Vector{Vector{Any}} vs Vector{Vector{<:Any}}:
Now, Vector{Any} is a proper subtype of Vector{Vector{<:Any}}
Due to type invariance property of Array in Julia, when T1 is a proper subtype of T2
Vector{T1} can not be a subtype of Vector{T2} Therefore Vector{Vector{Any}} can not be a subtype of Vector{Vector{<:Any}} This is confirmed in REPL by checking Vector{Vector{Any}} <: Vector{Vector{<:Any}} false.

This reasoning explains why isa(Vector{Vector{Any}}(), Vector{Vector{T} where T}) is false.

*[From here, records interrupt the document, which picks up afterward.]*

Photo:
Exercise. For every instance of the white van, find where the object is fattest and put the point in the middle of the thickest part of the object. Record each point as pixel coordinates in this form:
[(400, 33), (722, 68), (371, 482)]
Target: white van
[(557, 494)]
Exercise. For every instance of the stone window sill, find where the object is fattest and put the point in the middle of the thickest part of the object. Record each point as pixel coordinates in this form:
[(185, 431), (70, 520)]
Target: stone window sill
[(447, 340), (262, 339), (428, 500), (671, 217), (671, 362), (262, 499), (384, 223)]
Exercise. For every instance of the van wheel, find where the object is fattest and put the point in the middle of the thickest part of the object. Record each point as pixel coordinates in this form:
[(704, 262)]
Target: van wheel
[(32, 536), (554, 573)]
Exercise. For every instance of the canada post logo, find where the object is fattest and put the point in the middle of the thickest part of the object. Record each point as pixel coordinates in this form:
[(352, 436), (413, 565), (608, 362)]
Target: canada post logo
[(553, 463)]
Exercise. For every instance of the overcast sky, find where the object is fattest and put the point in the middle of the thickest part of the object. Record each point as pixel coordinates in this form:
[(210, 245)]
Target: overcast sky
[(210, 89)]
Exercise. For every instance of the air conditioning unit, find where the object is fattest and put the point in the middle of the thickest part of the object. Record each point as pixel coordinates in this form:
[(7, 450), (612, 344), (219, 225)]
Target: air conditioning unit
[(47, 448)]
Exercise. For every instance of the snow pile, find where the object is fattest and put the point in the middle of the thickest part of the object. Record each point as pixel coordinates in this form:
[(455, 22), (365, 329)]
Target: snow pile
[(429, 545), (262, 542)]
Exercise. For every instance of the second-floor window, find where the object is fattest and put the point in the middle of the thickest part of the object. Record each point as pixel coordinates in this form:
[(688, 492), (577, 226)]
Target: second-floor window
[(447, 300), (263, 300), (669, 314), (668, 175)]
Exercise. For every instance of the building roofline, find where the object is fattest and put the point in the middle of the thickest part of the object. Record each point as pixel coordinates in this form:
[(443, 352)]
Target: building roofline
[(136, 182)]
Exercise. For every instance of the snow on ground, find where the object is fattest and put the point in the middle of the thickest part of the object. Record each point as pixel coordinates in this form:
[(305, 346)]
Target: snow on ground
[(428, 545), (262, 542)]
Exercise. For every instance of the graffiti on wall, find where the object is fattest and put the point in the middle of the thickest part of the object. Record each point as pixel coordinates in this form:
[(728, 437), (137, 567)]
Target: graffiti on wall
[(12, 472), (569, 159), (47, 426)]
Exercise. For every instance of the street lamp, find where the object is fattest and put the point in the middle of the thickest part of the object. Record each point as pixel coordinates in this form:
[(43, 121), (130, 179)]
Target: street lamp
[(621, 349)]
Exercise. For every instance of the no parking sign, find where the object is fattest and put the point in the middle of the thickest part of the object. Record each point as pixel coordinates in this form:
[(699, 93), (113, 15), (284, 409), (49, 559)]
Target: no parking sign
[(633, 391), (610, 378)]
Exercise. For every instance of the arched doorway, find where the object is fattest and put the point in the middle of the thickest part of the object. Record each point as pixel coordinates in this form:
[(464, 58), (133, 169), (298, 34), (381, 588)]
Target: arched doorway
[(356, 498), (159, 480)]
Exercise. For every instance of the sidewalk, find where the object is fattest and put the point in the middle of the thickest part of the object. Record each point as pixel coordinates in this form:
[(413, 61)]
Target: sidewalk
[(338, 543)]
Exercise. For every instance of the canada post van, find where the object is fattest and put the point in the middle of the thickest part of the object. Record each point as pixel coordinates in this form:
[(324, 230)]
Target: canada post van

However without relying on the formality, I think we can understand the relation with just common sense. That is, I think a type is defined by what it is capable of.
So, the Vector in Vector{Vector{Any}} is capable of accepting an element only if the element is of type Vector{Any}. that is the Vector is “restrictive”

but the Vector in Vector{Vector{<:Any}} is capable of accepting an element as long as the type of the element is any one of Vector{Any}, Vector{Int}, Vector{String}, etc.
In other words, this Vector is “generous” (relative to the previous one)

If Vector{Vector{<:Any}} were a supertype of Vector{Vector{Any}}, it means Vector{Vector{Any}} is-a Vector{Vector{<:Any}} which then comes to imply a restrictive type is-a generous type, which sounds contradictory.

Another source of confusion to new comers, I think, is the fact that [1, 2] isa Vector{Any} is false although [1, 2] is a valid instance of Vector{Any}. In fact [1, 2] an instance of Vector{Any} and at the same time it is an instance of Vector{Int} but recall that Vector{Any} != Vector{Int} nor Vector{Int} <: Vector{Any} so of what type should [1,2] be? it is up to the compiler unless you specify as you wish it to be. The compiler always choose the least common ancestor of two element 1 and 2 which is Int64 so typeof([1,2])==Vector{Int64} which is not subtype of Vector{Any}
by type invariance. Therefore, [1, 2] isa Vector{Any} is false although [1, 2] is a valid instance of Vector{Any}

I hope my thought hasn’t brought further confusion to the discussion and also understand my not smooth English! If there is any error in my thought, please fix it!